畢竟道歉要比較正式一點 所以打出來的東西要比較正式
所以盡量少用替代的文字~在論壇上也避免使用
這樣會對你所發的文章看起來比較有誠意
畢竟打出來和心理想的可能會不一樣...
所以最後的結論是..."少用火星文和注音文"XDD
(若不了解什麼是火星文請點下列網址了解"火星文")
http://wolfbbs.net/viewtopic.php?t=2563

----------


## 殘月一狼

—_—|||
完全不知道！~~看來我還是個文盲哦！~~（含淚狂奔而去~）

----------


## 殘月一狼

—_—|||
完全不知道！~~看來我真是個文盲！~
（淚奔而去！~）

----------


## 和魯夫

火星文嚴重禁止!!!!!!(指)
(謎:你要制做第2次公憤啊!!!)
火星文你想找誰看啊!!!!!
你要是不想讓台灣以外的人看不懂那你乾脆不要發好了!!!!!
(暴走中)
(請無視)

----------


## 殘月一狼

:Crying or Very sad:   :Crying or Very sad:   :Crying or Very sad:  
是是是是是是………………（N遍）
在 沒改掉前我還是不說話好了！~
（再次淚奔…………）  :Rolling Eyes:   :Rolling Eyes:

----------


## 殘月一狼

（轉身，鞠躬………………）
算了！~~在這我也只會討人嫌！~~
謝謝一直以來幾位的照顧（謎）
小弟我另謀去生路了！~Q_Q

----------


## 和魯夫

> （轉身，鞠躬………………）
> 算了！~~在這我也只會討人嫌！~~
> 謝謝一直以來幾位的照顧（謎）
> 小弟我另謀去生路了！
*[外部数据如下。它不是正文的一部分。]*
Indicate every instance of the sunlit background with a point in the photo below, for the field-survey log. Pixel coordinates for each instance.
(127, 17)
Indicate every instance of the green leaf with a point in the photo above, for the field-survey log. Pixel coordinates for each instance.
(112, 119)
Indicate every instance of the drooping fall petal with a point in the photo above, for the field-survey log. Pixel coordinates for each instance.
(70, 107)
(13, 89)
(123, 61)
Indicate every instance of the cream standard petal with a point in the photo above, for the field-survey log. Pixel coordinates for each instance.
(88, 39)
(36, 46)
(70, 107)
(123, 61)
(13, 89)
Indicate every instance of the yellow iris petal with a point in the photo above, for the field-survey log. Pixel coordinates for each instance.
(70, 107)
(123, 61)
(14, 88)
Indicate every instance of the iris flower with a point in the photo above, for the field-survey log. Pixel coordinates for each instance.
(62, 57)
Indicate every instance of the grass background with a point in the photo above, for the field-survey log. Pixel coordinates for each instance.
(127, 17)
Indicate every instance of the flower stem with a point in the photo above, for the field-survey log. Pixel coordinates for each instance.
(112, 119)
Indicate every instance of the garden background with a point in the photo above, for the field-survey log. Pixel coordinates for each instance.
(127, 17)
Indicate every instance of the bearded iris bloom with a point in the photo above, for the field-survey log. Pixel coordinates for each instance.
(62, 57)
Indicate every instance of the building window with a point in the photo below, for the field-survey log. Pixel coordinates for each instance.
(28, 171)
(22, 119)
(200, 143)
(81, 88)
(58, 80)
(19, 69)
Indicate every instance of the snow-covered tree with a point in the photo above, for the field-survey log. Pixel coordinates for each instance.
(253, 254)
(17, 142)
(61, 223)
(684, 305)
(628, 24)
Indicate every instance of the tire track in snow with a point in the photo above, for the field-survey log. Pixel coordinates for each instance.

~Q_Q


不會吧?!
那樣就想走?!
不可能啦....
你還沒有調教好啊?!
逃避禁止!!!
(怨念大爆發)

----------


## 殘月一狼

(被怨靈強撬開嘴)
因為小弟我今年才剛剛開始作獸!~~
現在是標準的"狼寶寶"真的要從說話開始學起!~~

----------


## 和魯夫

> (被怨靈強撬開嘴)
> 因為小弟我今年才剛剛開始作獸!~~
> 現在是標準的"狼寶寶"真的要從說話開始學起!~~


終之!!!!努力吧!!!!!!!

----------


## 狼嚎

> 火星文嚴重禁止!!!!!!(指)
> (謎:你要制做第2次公憤啊!!!)
> 火星文你想找誰看啊!!!!!
> 你要是不想讓台灣以外的人看不懂那你乾脆不要發好了!!!!!
> (暴走中)
> (請無視)


阿和阿...看來你很很很很很討厭火星文...
好了 請息怒吧...其實各位都很討厭火星文吧...
火星文阿...既看不懂又覺得很隨便
這到底是誰發明的阿!!!!!!!!!!!!!!!!(大怒+拍桌)
迷：又有一隻爆走的獸了...

----------